Security is all about layers. Just relying on single DMZ technology (or any technology) for security is going to be problematic. No two networks are the same and so are there security requirements?
If you place your LB in the DMZ, then what ever is providing your DMZ will also have to bear this load. What is your DMZ doing? packet filtering, l7 inspection, IDS etc etc, or all of those?
What are you trying to protect? and what are you trying to protect it from? What are you
traffic loads? If your maxing out a gigabit link, then you'll need lots of extra infrastructure to deal with that traffic. This infrastructure with have to be fault tolerant.
Why not harden you operating system, apply the correct host based firewall rules, and some basic filtering on your edge router.
Stateful firewalls have limits too, and it's another piece of infrastructure to load balance , monitor and maintain. (and potentially have security problems).
Security is a process. Just implementing a dmz won't really fix anything unless you actually know what your trying to protect and why.
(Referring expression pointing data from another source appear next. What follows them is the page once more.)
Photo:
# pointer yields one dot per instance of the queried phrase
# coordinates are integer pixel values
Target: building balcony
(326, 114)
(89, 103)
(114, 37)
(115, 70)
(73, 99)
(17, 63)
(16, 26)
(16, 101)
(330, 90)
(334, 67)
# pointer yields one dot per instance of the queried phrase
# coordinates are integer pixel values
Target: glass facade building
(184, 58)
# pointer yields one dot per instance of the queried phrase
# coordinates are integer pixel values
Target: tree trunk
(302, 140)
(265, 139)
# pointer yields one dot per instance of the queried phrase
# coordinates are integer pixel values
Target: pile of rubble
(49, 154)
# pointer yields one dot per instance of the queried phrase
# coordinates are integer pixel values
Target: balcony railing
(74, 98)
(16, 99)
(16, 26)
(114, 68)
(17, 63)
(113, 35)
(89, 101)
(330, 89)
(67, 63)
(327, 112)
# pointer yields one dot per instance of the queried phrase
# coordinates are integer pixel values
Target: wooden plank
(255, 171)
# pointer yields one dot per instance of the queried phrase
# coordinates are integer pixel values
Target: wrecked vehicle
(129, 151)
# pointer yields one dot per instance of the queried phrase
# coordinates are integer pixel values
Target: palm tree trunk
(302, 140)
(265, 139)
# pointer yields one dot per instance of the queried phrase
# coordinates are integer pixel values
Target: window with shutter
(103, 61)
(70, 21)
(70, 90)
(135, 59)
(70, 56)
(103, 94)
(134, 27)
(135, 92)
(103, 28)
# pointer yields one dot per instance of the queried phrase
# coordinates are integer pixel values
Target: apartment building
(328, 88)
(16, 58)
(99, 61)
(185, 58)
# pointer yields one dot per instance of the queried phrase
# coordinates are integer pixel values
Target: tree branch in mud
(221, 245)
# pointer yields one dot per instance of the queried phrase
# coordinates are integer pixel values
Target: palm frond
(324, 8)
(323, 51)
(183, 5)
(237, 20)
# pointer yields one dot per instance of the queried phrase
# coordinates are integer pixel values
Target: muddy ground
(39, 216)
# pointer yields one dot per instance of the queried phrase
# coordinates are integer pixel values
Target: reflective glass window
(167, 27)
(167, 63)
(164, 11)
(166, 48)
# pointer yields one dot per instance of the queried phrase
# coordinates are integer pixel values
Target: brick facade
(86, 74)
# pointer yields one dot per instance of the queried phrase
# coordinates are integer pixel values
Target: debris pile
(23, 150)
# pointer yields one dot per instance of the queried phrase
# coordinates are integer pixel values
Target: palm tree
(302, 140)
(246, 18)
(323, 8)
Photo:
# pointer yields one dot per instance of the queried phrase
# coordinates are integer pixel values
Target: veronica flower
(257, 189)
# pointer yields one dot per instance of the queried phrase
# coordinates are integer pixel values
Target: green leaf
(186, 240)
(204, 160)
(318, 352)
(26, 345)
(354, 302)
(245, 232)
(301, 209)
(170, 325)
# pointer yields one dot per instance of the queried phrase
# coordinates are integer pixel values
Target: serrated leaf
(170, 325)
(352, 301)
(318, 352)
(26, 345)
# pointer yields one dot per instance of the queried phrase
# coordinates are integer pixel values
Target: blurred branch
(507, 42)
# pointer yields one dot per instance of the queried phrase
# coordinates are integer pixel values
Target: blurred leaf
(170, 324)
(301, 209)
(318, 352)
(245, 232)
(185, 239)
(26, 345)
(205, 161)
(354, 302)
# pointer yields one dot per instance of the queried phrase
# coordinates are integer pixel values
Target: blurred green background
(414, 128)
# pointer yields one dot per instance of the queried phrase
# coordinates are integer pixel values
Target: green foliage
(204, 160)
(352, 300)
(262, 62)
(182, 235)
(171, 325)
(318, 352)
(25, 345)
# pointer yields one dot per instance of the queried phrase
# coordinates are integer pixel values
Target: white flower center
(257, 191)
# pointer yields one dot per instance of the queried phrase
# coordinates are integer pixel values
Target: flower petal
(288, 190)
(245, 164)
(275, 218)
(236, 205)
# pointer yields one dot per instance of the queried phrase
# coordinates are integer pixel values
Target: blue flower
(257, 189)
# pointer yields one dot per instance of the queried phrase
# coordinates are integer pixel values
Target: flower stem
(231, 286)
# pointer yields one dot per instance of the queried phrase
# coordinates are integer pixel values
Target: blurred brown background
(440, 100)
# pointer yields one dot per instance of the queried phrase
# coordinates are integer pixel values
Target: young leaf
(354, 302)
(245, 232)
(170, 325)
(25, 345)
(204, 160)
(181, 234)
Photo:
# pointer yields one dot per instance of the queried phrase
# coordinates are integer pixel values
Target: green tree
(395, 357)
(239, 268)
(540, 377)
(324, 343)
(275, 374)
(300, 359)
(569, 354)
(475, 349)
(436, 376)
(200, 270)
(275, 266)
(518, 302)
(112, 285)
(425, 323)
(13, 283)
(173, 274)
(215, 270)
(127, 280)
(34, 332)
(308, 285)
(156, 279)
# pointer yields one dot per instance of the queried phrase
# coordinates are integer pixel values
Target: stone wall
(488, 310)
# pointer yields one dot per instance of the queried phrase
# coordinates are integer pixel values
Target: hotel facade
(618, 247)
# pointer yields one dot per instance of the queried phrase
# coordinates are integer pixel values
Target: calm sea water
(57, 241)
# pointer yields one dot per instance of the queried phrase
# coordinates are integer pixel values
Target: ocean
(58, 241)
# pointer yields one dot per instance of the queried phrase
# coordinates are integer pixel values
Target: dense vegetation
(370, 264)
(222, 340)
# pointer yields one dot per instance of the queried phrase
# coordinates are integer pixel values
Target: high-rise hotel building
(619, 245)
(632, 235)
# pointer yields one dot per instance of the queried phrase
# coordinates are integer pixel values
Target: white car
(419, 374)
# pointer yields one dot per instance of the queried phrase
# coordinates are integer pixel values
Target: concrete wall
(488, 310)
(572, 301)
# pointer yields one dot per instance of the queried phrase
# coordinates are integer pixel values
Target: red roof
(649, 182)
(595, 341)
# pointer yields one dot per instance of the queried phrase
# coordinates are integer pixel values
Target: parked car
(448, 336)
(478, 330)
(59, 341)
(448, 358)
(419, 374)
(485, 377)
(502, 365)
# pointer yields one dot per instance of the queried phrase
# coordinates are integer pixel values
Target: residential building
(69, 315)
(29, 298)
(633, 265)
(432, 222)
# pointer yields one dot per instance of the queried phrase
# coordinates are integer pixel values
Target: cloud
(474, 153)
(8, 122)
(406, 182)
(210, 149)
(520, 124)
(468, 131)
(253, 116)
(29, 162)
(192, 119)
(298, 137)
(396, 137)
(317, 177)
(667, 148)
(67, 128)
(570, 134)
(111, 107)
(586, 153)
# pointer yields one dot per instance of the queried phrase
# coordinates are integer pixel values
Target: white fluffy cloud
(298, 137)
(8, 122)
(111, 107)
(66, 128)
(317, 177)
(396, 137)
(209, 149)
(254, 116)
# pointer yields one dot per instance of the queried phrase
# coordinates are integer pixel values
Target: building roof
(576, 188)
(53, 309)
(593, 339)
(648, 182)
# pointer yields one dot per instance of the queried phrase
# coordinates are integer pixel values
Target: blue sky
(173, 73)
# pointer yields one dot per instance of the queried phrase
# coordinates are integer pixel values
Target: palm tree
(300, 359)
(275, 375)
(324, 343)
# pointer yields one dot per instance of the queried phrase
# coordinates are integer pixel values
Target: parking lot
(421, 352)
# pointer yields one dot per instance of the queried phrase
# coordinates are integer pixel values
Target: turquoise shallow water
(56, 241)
You can keep adding layers, but your adding complexity, reducing complexity is sometime more secure, so it's a real trade off.
I've seen many networks with a plethora expensive network security devices and programs, and when you ask if they take regular offline database backups, they come up blank.
This answer probably posed more questions than answers, but it's an short question with a very long answer.
Any one who responds with 'just install a firewall' , probably shouldn't be answering it all!